Betty M. Wilson: Exercises in Form, Composition and Color
Artist’s monograph designed for Marin Art and Garden Center
By Kate Eilertsen with contributions by Chester Arnold, Twyla Ruby and Antonia Adezio
From Kate Eilertsen’s essay:
Betty M. Wilson’s life was a constant artistic voyage. All phases of this voyage, including studies in portraiture, geometry and abstraction, were exercises in form, composition and color. Having majored in design at California College of Arts and Crafts, she never abandoned those roots. Always prioritizing design principles including pattern, proportion, balance, contrast, rhythm and variety, her works were masterful in their use of these elements. Her paintings represent a combination of intuition, sensitivity, craftsmanship and profound commitment to the design principles she so admired.

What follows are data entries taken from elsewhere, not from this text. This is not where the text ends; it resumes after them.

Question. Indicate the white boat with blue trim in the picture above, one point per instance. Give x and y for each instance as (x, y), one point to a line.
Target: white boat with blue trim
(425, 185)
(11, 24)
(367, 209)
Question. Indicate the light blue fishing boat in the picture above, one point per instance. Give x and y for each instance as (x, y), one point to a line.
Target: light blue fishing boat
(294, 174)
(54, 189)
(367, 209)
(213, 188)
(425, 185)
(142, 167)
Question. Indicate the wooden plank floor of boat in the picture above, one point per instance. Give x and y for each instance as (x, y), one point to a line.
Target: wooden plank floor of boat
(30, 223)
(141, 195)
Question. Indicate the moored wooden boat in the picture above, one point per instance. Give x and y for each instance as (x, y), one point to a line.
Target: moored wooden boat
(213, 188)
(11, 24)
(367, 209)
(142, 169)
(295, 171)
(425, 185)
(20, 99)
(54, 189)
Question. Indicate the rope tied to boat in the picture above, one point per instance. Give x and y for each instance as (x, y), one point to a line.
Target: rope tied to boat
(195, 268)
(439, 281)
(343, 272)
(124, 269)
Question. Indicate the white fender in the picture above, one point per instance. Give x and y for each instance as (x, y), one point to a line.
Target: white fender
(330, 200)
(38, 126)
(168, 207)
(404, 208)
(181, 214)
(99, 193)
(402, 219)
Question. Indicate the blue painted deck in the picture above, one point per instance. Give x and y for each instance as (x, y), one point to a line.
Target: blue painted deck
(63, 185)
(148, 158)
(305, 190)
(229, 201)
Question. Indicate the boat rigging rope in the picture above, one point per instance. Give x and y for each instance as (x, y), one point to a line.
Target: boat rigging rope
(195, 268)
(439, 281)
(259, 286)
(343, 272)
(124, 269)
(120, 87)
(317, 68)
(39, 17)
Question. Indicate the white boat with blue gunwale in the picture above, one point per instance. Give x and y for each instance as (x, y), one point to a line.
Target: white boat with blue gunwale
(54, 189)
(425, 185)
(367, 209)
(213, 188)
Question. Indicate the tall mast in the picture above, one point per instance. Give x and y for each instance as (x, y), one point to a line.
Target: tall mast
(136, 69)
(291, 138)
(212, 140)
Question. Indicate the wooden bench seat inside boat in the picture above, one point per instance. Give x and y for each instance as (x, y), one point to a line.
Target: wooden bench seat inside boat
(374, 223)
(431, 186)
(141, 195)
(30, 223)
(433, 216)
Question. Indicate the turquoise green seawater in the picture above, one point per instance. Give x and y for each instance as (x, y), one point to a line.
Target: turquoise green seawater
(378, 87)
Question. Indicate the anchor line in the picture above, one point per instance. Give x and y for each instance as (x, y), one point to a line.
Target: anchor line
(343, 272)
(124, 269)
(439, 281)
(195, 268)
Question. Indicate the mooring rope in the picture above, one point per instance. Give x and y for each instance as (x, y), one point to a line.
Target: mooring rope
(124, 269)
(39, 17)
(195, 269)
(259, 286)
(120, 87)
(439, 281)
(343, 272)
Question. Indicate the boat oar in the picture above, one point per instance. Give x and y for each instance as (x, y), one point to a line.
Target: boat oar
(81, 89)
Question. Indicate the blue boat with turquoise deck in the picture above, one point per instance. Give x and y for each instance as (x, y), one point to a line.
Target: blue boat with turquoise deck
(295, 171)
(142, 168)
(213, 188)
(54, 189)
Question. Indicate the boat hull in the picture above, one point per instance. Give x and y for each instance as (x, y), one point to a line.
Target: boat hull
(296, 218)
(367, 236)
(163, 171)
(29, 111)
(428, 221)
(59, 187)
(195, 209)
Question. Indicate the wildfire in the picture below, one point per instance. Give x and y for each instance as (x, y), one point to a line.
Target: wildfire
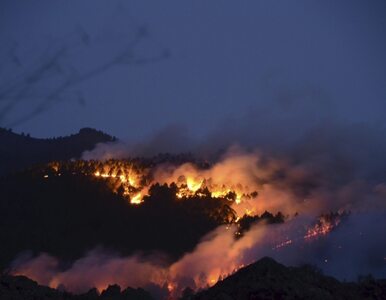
(133, 180)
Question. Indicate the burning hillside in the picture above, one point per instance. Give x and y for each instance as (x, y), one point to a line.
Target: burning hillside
(241, 207)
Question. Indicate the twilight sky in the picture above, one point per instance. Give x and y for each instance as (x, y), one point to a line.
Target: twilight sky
(291, 64)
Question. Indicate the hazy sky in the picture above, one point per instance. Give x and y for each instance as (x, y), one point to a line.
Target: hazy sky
(292, 63)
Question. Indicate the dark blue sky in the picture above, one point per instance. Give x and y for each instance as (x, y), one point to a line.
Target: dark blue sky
(290, 64)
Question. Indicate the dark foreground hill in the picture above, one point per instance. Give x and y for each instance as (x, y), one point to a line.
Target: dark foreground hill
(22, 288)
(18, 151)
(267, 279)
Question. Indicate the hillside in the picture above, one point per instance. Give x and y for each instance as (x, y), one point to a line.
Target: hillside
(18, 151)
(267, 279)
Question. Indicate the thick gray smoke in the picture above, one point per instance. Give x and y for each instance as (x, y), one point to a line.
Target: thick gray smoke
(303, 160)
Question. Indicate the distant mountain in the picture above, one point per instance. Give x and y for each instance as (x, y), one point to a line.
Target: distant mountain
(23, 288)
(18, 151)
(267, 279)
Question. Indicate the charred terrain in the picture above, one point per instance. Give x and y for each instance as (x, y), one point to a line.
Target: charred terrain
(174, 225)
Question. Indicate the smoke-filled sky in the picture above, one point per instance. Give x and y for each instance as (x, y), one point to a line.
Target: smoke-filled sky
(290, 65)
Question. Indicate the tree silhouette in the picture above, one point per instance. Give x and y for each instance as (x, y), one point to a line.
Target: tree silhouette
(57, 69)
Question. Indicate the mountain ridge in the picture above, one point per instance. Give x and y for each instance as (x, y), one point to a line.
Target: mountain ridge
(18, 151)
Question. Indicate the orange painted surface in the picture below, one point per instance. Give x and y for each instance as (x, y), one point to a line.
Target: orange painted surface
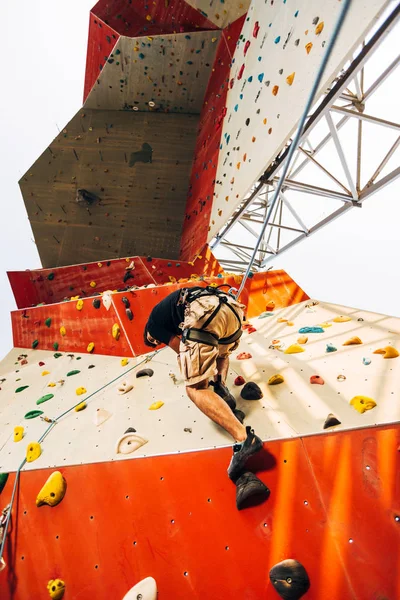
(170, 515)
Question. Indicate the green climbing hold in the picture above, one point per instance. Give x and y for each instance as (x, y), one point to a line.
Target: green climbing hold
(3, 481)
(21, 389)
(45, 398)
(32, 414)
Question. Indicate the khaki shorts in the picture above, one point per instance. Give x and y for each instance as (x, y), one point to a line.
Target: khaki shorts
(199, 361)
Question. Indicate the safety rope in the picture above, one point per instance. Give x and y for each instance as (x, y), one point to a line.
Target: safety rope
(54, 422)
(299, 132)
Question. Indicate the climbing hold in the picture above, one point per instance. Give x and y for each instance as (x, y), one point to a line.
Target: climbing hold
(388, 352)
(311, 330)
(33, 451)
(251, 391)
(32, 414)
(331, 421)
(45, 398)
(56, 589)
(21, 389)
(249, 486)
(294, 349)
(289, 579)
(18, 433)
(124, 387)
(353, 341)
(290, 78)
(145, 590)
(341, 319)
(129, 442)
(362, 403)
(3, 481)
(156, 405)
(243, 356)
(275, 379)
(101, 415)
(53, 490)
(145, 373)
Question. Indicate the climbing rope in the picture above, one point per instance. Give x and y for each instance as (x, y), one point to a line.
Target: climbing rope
(299, 132)
(43, 436)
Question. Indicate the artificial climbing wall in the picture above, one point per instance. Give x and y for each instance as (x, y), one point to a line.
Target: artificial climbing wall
(277, 56)
(141, 193)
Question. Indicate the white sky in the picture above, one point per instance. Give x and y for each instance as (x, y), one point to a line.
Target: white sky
(353, 261)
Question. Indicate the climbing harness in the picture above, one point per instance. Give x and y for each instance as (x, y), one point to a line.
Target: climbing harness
(194, 334)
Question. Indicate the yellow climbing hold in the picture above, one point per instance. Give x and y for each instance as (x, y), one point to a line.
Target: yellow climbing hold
(56, 589)
(362, 403)
(290, 78)
(275, 379)
(294, 349)
(116, 332)
(353, 341)
(18, 434)
(156, 405)
(341, 319)
(388, 352)
(53, 490)
(33, 451)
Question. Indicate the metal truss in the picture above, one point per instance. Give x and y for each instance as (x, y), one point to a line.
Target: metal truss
(304, 208)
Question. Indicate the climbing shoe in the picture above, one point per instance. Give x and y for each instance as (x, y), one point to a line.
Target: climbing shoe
(224, 393)
(249, 486)
(242, 452)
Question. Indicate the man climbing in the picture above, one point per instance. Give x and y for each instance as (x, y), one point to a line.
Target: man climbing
(203, 326)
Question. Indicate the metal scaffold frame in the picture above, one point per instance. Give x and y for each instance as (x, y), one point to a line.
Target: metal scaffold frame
(348, 98)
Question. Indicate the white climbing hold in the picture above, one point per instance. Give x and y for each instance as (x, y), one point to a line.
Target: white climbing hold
(130, 442)
(145, 590)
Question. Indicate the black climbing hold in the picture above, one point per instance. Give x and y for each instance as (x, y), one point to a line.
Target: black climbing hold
(331, 421)
(145, 373)
(289, 579)
(125, 301)
(248, 486)
(251, 391)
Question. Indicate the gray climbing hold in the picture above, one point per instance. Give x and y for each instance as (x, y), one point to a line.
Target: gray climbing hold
(289, 579)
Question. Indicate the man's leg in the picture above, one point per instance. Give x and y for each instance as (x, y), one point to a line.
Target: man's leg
(216, 409)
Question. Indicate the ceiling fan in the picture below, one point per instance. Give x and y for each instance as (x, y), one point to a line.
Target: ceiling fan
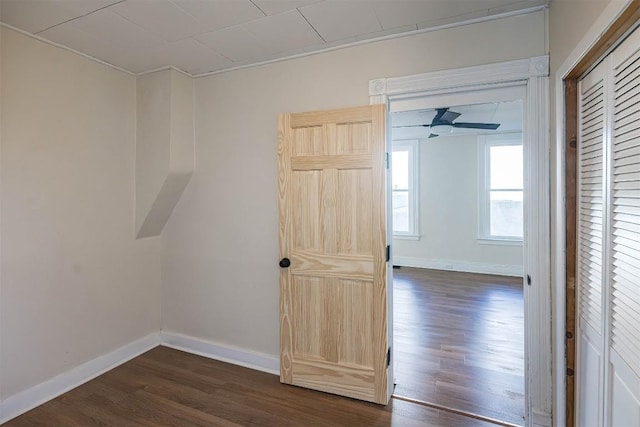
(443, 123)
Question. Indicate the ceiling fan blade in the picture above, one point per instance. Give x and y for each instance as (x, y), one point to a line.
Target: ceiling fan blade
(487, 126)
(439, 113)
(411, 126)
(449, 116)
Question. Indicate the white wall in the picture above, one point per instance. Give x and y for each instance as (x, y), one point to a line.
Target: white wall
(220, 270)
(573, 26)
(74, 284)
(448, 224)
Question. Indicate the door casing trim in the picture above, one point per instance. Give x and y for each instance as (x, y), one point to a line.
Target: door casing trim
(533, 74)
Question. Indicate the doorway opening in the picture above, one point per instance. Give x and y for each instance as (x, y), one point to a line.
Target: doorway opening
(473, 85)
(458, 223)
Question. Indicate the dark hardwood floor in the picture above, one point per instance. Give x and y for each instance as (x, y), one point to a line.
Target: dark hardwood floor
(166, 387)
(459, 341)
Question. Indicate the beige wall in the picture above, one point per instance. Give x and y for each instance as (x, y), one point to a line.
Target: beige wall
(220, 269)
(74, 284)
(449, 215)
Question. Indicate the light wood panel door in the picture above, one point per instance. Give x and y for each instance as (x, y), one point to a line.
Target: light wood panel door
(333, 290)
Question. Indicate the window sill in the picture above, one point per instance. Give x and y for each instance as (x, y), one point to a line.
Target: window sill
(499, 242)
(406, 236)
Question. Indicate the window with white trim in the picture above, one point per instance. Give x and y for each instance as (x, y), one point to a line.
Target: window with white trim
(501, 188)
(404, 182)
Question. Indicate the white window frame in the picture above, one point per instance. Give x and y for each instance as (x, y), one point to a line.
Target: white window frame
(485, 142)
(412, 146)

From Chester Arnold’s essay:
Betty Wilson came of age in a turbulent generation—a time of war and dizzying change, and of revolutions in culture, as well. The trajectory of art’s life in the second half of the 20th century is clearly reflected in her works, from the early earnestness of expressive representational works, through Pop-inspired reflections of portrait and sill-life, to the widely-ranging abstract paintings that were the fruition of all her finest instincts for composition, color and form. The strength of her work arises partly from its deep understanding of pictorial dynamics, of the language of design that she communicated so well to students over the decades. But there is an inexplicable vitality of personality that pulses here, as well, that magic that gives design language its meaning, its humanity, its grace.